Si bien sus causas son desconocidas, se sabe que hay algunas condiciones que pueden favorecer su aparición, como la edad o factores genéticos. También deben considerarse determinantes ambientales, como plaguicidas, solventes y la contaminación atmosférica a lo largo de la vida.

Síntomas del Parkinson: cómo detectar la enfermedad

Según Juan Ferrario, doctor en Ciencias Biológicas e investigador especializado en esta patología, “el primer síntoma detectable es la rigidez muscular”, el cual inicialmente es "muy difícil de detectar" y agregó que “solo el 10% de los casos detectados tienen un origen hereditario".

En estas situaciones particulares, la enfermedad puede manifestarse "mucho antes de lo previsto. Incluso a partir de los 10 años o en la franja de los 30 a 40 años”.

Las personas con Parkinson tienen problemas motores, pero no cognitivos, salvo en casos puntuales. Mentalmente están en perfectas condiciones”, explicó Ferrario en diálogo con LN+.

Las consecuencias sociales del Parkinson

Al ser consultado sobre los estigmas de la enfermedad, el experto señaló que “la mayoría de los pacientes sufre discriminación en el ámbito laboral”. En consonancia, el investigador fue enfático al desmitificar la idea de que el Parkinson anula las capacidades de una persona.

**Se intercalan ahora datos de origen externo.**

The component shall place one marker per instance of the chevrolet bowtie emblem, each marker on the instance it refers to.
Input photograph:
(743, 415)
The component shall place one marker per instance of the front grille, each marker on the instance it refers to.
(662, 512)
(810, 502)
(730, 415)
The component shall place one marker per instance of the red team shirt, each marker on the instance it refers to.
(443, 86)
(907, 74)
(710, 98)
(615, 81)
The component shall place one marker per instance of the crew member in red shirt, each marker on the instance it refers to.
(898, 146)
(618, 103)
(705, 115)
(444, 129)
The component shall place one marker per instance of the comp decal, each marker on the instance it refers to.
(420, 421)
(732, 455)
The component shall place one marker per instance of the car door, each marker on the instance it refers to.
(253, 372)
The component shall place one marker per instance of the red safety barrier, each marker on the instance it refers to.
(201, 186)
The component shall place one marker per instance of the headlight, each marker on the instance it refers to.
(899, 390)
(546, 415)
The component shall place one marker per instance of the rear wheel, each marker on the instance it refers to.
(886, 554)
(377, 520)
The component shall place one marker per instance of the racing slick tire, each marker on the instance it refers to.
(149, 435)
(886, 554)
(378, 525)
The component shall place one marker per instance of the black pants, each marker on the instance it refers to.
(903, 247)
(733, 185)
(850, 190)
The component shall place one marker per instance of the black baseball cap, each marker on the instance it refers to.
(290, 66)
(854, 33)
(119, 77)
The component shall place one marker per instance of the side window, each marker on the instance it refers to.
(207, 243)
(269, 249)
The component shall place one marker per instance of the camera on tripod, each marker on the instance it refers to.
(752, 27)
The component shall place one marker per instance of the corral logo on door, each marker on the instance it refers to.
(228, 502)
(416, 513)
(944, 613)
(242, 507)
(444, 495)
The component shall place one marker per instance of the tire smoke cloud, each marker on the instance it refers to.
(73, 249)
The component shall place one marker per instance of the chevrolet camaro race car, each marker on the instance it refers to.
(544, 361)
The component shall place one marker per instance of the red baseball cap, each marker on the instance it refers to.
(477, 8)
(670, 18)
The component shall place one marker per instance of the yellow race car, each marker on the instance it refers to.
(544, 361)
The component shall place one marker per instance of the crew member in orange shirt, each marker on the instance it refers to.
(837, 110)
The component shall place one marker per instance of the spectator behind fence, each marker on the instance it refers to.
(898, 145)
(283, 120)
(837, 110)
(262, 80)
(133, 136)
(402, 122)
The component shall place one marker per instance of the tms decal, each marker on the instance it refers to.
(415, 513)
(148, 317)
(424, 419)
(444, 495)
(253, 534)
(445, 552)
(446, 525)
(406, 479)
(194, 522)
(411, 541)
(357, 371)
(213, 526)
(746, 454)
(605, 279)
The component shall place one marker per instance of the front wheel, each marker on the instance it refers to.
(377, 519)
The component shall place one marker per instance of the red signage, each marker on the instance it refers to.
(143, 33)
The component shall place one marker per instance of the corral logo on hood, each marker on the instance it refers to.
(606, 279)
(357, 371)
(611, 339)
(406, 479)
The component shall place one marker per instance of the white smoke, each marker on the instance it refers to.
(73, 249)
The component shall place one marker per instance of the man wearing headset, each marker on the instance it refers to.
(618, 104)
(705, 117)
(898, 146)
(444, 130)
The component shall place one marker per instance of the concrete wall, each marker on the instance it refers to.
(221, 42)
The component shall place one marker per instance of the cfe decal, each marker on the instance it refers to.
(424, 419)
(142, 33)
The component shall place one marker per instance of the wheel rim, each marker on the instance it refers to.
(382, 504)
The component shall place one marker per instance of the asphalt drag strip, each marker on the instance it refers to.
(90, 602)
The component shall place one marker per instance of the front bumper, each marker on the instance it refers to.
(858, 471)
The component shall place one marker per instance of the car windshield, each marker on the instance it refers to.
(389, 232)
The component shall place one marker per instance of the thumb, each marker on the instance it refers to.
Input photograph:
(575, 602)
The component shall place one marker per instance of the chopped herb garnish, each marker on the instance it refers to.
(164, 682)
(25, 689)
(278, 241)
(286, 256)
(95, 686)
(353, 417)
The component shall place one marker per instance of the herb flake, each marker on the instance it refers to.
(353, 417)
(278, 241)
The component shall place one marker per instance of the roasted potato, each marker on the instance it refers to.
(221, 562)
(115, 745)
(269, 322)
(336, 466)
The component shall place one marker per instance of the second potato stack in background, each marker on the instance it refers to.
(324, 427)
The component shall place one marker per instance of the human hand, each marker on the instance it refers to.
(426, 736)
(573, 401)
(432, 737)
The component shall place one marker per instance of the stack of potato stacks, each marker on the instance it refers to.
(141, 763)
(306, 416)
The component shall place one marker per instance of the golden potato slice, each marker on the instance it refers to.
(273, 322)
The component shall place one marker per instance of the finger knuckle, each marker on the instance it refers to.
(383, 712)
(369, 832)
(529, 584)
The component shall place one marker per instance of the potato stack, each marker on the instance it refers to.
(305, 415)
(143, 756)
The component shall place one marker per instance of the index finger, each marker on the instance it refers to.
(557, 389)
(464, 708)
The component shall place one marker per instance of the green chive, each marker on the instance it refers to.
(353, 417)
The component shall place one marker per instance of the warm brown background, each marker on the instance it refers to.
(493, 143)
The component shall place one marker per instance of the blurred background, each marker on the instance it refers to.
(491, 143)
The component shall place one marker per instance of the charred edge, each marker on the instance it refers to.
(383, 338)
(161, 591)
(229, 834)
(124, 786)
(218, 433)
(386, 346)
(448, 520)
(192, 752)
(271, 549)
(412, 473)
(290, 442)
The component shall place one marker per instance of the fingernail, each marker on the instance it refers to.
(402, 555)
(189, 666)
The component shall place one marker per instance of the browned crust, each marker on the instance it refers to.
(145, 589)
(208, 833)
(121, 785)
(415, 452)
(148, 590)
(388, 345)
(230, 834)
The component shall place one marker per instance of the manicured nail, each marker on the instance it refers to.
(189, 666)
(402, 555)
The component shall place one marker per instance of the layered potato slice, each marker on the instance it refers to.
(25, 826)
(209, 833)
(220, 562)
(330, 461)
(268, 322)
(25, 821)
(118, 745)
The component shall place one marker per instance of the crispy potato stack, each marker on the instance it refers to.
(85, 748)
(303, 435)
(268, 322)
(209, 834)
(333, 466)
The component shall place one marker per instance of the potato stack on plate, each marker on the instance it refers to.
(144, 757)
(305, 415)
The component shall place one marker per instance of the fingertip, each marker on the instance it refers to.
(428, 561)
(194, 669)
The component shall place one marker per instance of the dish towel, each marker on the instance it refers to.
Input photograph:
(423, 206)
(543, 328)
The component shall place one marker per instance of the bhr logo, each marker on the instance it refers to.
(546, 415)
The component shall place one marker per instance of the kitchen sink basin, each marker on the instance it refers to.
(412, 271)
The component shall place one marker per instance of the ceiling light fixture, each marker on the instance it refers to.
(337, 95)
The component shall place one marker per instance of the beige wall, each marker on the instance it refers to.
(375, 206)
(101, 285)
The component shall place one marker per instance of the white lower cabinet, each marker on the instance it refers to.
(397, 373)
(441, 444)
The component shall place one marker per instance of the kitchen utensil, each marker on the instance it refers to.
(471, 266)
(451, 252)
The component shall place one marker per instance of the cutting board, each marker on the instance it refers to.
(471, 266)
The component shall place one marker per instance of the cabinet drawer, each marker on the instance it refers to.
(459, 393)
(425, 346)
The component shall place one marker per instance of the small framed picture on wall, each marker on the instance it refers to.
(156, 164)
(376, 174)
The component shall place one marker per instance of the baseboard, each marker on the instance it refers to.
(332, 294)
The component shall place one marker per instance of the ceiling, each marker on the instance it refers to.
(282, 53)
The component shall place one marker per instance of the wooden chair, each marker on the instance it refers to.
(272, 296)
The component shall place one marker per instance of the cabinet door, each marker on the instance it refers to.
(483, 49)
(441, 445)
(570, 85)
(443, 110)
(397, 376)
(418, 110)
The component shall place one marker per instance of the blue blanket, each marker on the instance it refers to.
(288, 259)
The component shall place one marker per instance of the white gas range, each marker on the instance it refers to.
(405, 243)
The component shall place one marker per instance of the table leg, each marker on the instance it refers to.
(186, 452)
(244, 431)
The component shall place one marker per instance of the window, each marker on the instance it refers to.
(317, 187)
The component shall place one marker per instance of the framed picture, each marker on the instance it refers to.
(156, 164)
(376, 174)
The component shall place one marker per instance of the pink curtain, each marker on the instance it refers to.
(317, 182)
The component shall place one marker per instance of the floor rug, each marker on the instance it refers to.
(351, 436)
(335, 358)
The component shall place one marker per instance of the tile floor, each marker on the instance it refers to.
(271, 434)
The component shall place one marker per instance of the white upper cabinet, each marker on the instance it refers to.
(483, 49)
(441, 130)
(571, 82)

"Existe una tendencia social a alejar a los afectados de sus puestos de trabajo bajo la falsa premisa de que no pueden llevar una vida normal bajo tratamiento”, sostuvo el biólogo.

¿Existe un tratamiento?

En lo que respecta a una posible intervención quirúrgica, Ferrari advirtió que no todos los pacientes son candidatos para ser operados. “No todos los casos de Parkinson son susceptibles de cirugía”, ya que el tratamiento debe ser integral y adaptado a cada etapa de la enfermedad.

El tratamiento quirúrgico, denominado estimulación cerebral profunda, consiste en la colocación de electrodos para estimular áreas específicas del cerebro y regular los circuitos que funcionan de manera alterada, responsables de los movimientos anómalos. El investigador también destacó que la Argentina es considerada un “faro” respecto a los tratamientos disponibles y la calidad de sus profesionales.

El diagnóstico es siempre clínico, y lo realizan principalmente neurólogos. A través de test específicos se puede determinar la severidad de la enfermedad y, de forma complementaria, puede utilizarse una resonancia magnética del cerebro.

Se trabaja con un equipo multidisciplinario de profesionales para controlar los síntomas y así mantener o prolongar la calidad de vida del paciente durante el mayor tiempo posible. El tratamiento conjuga lo farmacológico con rehabilitación integral, que implica el trabajo conjunto de especialidades como kinesiología, fonoaudiología, psicología, entre otras, para un acompañamiento integral.